Speaking of autoimmune disorders, many pain hyperacusis patients also have comorbid inflammatory/autoimmune conditions. Could treating underlying conditions assist in recovery from pain hyperacusis? Does the immune-privileged status of the inner ear affect this? 

I think we need to have a better grasp on just how many people with pain hyperacusis have immune disorders whether they be autoimmune or even allergy. It’s possible that the blood labyrinth barrier may prevent some biologic drugs (antibodies) from affecting the ear although I am not aware if this has been shown. It may be that treatments that can be delivered to the inner ear need to be developed. Luckily, there is ongoing work in this space. Of course, drug delivery to the inner ear of a hyperacusis patient would require sedation. 
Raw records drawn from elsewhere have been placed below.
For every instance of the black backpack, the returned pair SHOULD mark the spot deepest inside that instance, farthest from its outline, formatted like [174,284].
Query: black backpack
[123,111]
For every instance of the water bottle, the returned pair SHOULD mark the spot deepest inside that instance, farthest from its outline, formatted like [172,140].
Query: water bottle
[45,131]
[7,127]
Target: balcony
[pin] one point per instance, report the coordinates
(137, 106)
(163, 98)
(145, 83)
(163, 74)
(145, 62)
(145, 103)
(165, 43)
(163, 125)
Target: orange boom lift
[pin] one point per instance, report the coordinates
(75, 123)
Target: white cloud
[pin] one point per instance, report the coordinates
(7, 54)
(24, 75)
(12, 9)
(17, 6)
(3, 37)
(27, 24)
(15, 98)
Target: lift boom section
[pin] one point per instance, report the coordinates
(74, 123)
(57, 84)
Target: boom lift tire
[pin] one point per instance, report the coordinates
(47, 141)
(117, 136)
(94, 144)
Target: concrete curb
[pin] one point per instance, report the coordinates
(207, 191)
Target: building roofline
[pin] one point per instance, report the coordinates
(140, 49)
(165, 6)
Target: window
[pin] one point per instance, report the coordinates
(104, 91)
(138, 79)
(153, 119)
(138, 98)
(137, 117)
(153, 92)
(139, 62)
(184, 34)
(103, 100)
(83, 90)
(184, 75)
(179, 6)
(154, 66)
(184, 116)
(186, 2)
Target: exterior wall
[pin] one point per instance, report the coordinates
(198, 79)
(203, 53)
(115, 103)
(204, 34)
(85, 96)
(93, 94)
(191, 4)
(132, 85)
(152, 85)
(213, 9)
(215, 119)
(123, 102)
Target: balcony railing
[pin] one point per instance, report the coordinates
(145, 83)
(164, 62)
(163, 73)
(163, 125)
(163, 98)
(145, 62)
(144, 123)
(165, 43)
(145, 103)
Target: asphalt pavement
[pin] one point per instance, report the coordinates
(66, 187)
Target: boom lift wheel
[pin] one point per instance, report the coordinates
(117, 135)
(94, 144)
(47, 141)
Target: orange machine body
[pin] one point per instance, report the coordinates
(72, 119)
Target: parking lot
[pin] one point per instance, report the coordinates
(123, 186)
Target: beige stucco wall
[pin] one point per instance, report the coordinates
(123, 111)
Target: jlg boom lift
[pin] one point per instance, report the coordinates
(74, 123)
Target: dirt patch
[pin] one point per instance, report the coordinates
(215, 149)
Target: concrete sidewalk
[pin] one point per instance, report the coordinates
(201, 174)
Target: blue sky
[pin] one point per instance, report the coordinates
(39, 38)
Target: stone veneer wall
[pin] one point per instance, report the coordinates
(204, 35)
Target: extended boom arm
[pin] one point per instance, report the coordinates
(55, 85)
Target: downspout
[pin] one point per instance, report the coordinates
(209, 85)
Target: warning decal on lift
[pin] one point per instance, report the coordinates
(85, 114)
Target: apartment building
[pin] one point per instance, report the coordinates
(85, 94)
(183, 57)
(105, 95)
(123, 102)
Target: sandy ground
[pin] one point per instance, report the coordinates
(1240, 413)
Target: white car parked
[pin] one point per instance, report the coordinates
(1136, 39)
I think it is possible that the protected nature of the inner ear may create its own immune response separate from the rest of the body on occasion, making it hard to treat. 

Some patients have successfully treated their pain hyperacusis using diets that are low histamine and/or carnivore (some maintained the diet for a period of months, some maintain indefinitely). From your perspective, could this approach work for cases of pain hyperacusis of cochlear origin? 

I did not know that people had tried dietary changes! Changes to the diet could reduce inflammation in the body systemically. There is some research on histamine in the inner ear and there are certainly mast cells in the inner ear. I would view this as being similar to taking an oral steroid, it can reduce inflammation everywhere which may reach the inner ear. Whether it would work on a specific mechanism, I am unsure. 

What are your thoughts on the middle ear theory of pain hyperacusis presented by Noreña et al. (2018)? 

I think this is one area where we need to have better diagnostics of ear pain. It is possible that painful hyperacusis comes from the middle ear and that the facial pain that some people experience is related to this. I think it is also possible that some people have pain hyperacusis that comes from the cochlea itself. I think all possibilities need to be studied simultaneously with the hope that people with hyperacusis get answers faster. 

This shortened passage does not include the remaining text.